A report released today by the United Nations says that we’ve neglected a major component of the superbug problem: the environment. It serves as a reservoir for bacterial genes that create antimicrobial resistance, and it receives farm run-off and pharmaceutical effluent that let new resistance emerge.

“The same drivers that cause environment degradation are worsening the antimicrobial resistance problem,” Inger Andersen, executive director of the UN Environment Programme, known as UNEP, said in a statement. “The impacts of antimicrobial resistance could destroy our health and food systems.”

The 120-page policy document, “Bracing for Superbugs,” recognizes the environment as a place where antibiotic resistance both arises and wreaks havoc, causing as many as 1.27 million deaths per year. It’s a problem that public health planners have already recognized for hospitals and urgent care centers, as well as farms that produce livestock, fish, and crops. The report gives researchers a framework for understanding pathogens that don’t stay confined within those economic sectors, such as resistant bacteria that appear downstream of hospital sewage plants and agricultural fungicides that transform common hospital infections into untreatable ones. It says that governments should write regulations to curb antibiotic pollution, lean on food producers to reduce antibiotic use, improve sanitation systems to remove resistant bacteria from sewage, and create monitoring programs to verify whether environmental protections are working. 

Practically speaking, it elevates UNEP as a leader in the global struggle to control resistant bacteria, connecting it to other UN agencies—the World Health Organization, World Organization for Animal Health, and Food and Agriculture Organization—in a “One Health” approach linking human, animal, and environmental concerns. That’s significant, because nations are already developing plans for controlling antibiotic resistance via a UN process that began in 2016. Now countries are being urged to consider environmental protection as they try to reduce resistant infections in people.

It’s a long-overdue move that reframes the superbug problem, transforming it from an issue created by misbehaving users to a shared responsibility for an imperiled planetary microbiome.
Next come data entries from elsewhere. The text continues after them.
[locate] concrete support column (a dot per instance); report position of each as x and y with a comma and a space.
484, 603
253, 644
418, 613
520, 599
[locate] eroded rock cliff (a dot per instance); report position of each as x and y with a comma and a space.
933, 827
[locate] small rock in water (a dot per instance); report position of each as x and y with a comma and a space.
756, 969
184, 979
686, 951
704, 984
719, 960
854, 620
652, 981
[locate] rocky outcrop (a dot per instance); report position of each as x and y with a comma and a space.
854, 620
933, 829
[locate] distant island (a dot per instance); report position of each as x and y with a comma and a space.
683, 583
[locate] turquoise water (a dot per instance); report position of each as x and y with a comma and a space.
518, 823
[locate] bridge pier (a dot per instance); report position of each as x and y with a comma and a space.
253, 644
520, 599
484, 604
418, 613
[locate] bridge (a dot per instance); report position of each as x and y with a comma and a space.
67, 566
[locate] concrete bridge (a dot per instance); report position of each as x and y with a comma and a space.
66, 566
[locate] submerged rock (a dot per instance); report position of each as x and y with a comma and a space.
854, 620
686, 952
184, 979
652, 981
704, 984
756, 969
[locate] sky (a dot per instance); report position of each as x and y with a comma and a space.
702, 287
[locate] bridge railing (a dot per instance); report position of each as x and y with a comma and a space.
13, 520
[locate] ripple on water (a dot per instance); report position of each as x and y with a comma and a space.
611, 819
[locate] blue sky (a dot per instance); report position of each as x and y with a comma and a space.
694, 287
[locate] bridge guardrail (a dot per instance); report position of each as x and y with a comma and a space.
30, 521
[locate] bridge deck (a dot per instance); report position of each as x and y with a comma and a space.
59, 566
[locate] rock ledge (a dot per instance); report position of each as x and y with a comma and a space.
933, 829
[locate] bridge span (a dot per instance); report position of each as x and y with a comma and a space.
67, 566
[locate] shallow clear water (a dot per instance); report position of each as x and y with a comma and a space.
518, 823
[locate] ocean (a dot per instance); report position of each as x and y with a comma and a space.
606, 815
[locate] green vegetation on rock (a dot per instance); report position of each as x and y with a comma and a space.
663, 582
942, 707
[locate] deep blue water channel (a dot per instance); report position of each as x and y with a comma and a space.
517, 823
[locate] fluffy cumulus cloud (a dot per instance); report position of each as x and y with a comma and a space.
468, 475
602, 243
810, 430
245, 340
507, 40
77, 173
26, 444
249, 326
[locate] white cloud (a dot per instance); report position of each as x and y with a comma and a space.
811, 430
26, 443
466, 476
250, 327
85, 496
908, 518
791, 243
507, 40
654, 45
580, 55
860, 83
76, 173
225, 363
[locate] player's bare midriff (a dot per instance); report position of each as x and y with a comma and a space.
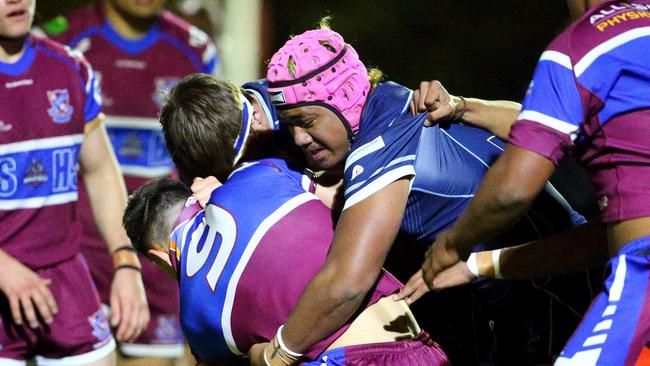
384, 321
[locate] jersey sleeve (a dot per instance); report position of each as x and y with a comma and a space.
552, 110
382, 160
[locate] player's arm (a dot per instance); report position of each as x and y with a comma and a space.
578, 248
107, 194
506, 193
496, 116
363, 237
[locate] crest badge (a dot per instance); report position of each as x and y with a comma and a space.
60, 108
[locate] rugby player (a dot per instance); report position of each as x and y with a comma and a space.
51, 122
139, 51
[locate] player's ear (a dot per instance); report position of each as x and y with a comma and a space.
159, 255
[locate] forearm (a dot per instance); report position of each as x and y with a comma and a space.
506, 193
575, 249
326, 304
496, 116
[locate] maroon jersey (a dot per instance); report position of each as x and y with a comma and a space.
49, 95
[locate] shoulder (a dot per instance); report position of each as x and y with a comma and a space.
66, 29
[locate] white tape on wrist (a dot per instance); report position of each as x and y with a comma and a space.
496, 264
284, 347
472, 264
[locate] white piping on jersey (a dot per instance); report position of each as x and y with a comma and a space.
255, 239
38, 202
558, 58
145, 172
242, 167
443, 195
364, 150
260, 99
490, 140
132, 123
393, 162
41, 144
408, 101
465, 148
378, 184
82, 359
591, 56
552, 122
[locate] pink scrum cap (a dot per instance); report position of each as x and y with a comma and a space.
328, 72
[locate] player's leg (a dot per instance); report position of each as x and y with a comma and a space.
80, 333
617, 325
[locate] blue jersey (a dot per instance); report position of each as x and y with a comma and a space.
446, 165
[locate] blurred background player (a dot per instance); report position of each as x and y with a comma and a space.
51, 122
588, 96
139, 51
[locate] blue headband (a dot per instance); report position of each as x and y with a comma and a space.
247, 116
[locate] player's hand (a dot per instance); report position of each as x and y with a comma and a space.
203, 187
413, 290
442, 254
434, 99
456, 275
256, 354
129, 308
27, 292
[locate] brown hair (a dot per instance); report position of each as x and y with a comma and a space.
201, 120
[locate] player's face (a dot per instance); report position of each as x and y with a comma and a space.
320, 134
16, 17
139, 8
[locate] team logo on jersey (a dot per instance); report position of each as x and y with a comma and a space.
358, 169
167, 330
4, 126
98, 321
162, 85
35, 174
132, 147
60, 110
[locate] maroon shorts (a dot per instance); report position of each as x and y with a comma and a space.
79, 333
420, 350
163, 336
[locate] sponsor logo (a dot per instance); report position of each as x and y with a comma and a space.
167, 330
60, 108
602, 203
4, 126
18, 83
162, 86
615, 14
98, 322
277, 97
132, 147
358, 169
130, 64
35, 175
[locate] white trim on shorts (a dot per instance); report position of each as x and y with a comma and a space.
81, 359
153, 350
11, 362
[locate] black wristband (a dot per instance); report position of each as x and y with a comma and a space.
126, 247
128, 266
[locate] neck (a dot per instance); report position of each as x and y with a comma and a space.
127, 26
11, 49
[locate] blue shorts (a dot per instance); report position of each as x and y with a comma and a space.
616, 328
420, 350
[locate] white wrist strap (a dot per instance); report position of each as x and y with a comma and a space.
472, 264
495, 263
284, 347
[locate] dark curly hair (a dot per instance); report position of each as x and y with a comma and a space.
144, 217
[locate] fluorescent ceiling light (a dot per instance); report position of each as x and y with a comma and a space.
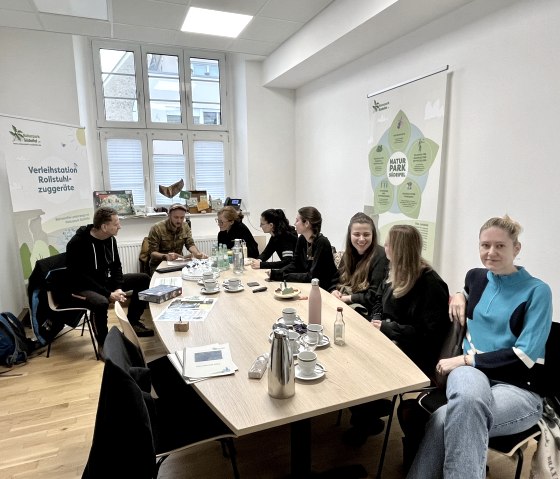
75, 8
214, 22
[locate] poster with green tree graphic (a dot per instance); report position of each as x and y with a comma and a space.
405, 156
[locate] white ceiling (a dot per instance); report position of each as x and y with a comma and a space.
298, 39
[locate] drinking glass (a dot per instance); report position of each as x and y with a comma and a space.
310, 340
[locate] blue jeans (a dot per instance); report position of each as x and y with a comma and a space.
455, 445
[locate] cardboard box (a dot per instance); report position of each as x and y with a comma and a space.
159, 294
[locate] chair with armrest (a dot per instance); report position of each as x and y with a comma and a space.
179, 417
71, 305
513, 445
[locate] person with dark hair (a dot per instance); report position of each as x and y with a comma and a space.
282, 241
95, 271
231, 228
167, 238
313, 257
362, 268
411, 309
491, 388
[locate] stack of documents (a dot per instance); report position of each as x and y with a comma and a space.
204, 362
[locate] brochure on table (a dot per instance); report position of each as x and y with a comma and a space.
204, 361
188, 308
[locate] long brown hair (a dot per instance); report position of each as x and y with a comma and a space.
354, 268
406, 263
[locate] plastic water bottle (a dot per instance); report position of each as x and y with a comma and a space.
238, 266
339, 326
315, 304
214, 256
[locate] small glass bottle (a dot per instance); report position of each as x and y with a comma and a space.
339, 328
314, 303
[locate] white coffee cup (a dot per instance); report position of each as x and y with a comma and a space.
293, 338
316, 329
210, 284
307, 360
289, 315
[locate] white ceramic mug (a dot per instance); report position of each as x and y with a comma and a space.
307, 360
289, 315
316, 329
210, 284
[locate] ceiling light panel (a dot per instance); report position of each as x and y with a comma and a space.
76, 8
214, 22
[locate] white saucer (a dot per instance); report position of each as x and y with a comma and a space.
204, 291
318, 373
229, 290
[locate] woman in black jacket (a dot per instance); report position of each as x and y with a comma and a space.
282, 241
313, 257
362, 267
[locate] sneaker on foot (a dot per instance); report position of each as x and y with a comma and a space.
142, 331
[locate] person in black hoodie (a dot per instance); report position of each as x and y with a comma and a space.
282, 241
95, 272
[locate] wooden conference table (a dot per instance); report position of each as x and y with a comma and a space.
369, 366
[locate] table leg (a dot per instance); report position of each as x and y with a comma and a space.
300, 449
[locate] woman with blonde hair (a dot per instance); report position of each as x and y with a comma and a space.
230, 222
492, 389
412, 307
362, 267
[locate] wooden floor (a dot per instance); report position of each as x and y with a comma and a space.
47, 412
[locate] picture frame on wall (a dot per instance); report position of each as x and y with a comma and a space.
120, 200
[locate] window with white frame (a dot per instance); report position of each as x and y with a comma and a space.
161, 119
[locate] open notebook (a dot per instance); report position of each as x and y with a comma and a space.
204, 362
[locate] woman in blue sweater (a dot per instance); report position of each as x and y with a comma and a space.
489, 388
282, 241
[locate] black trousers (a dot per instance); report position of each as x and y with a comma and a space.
99, 304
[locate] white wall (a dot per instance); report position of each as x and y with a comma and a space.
500, 155
37, 81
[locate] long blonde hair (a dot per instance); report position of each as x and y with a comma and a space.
354, 269
511, 227
406, 264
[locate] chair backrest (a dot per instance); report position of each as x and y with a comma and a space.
128, 330
123, 428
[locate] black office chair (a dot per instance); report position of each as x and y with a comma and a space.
135, 432
514, 444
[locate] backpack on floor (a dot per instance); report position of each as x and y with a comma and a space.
14, 344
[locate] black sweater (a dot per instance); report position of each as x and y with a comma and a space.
418, 321
377, 273
303, 268
283, 245
93, 264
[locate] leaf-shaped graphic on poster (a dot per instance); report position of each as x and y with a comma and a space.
409, 198
421, 156
378, 157
384, 194
399, 133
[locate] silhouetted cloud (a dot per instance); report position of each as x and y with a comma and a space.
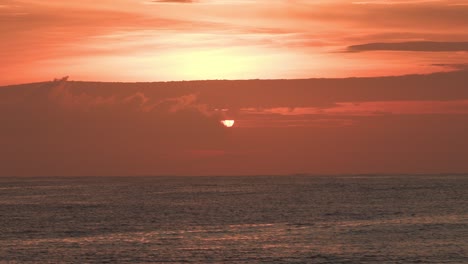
428, 46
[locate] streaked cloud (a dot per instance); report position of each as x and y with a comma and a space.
426, 46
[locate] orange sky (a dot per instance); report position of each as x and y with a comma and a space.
414, 121
144, 40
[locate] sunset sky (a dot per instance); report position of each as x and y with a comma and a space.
144, 40
317, 87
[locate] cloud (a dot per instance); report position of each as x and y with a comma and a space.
174, 1
426, 46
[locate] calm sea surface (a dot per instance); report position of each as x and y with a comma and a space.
348, 219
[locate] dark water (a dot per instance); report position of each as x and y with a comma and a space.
368, 219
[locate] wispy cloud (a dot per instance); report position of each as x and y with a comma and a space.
427, 46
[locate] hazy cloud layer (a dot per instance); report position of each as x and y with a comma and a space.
407, 124
426, 46
147, 41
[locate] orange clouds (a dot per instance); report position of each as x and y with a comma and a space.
407, 124
182, 40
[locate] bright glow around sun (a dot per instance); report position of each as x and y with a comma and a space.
227, 123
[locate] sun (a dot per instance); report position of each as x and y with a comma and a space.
227, 123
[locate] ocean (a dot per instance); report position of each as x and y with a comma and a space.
250, 219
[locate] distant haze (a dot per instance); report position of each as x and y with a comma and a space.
174, 40
406, 124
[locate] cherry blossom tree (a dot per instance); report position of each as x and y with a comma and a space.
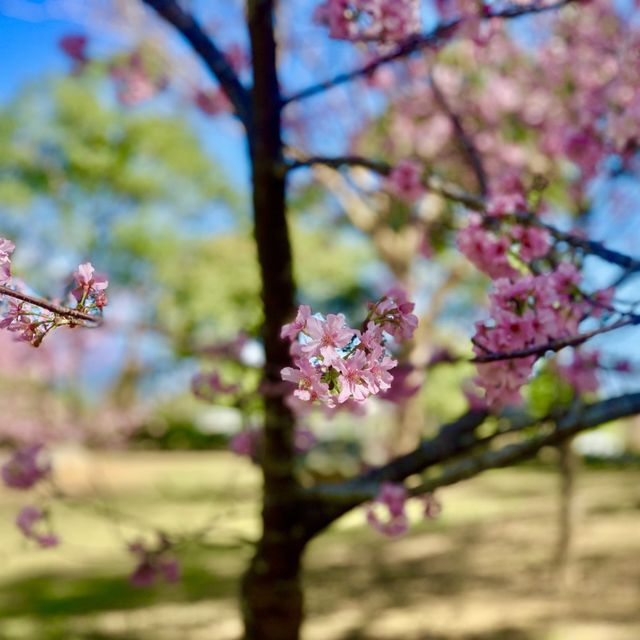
485, 145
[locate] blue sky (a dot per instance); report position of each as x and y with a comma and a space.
29, 51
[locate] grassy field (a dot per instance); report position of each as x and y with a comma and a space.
482, 571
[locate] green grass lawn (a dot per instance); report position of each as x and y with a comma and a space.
482, 571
“The environment is the one thing that connects the different sites of selection for antimicrobial resistance in a meaningful way,” says Claas Kirchhelle, a historian of science and medicine and an assistant professor at University College Dublin. “And long term, it’s where stewardship of antimicrobials should be heading, not just over the next two to three years, but 20 to 30.”

It seems remarkable that the role of the environment has been neglected until now, given that the first antibiotics were refined from the products of organisms found in nature. Yet two years ago, when Kirchhelle and researchers from six other countries looked through 75 years of international policy statements on drug resistance, they found only two—out of 248—in which the environment merited sustained concern. “It was legitimate to think of this solely from a human health perspective—after all, people die from AMR in the millions,” he says, referring to antimicrobial resistance. “But we’ve been talking about how to regulate AMR for half a century, yet we still have rising antimicrobial usage and rising antibiotic resistance. So it is time to really think broader.”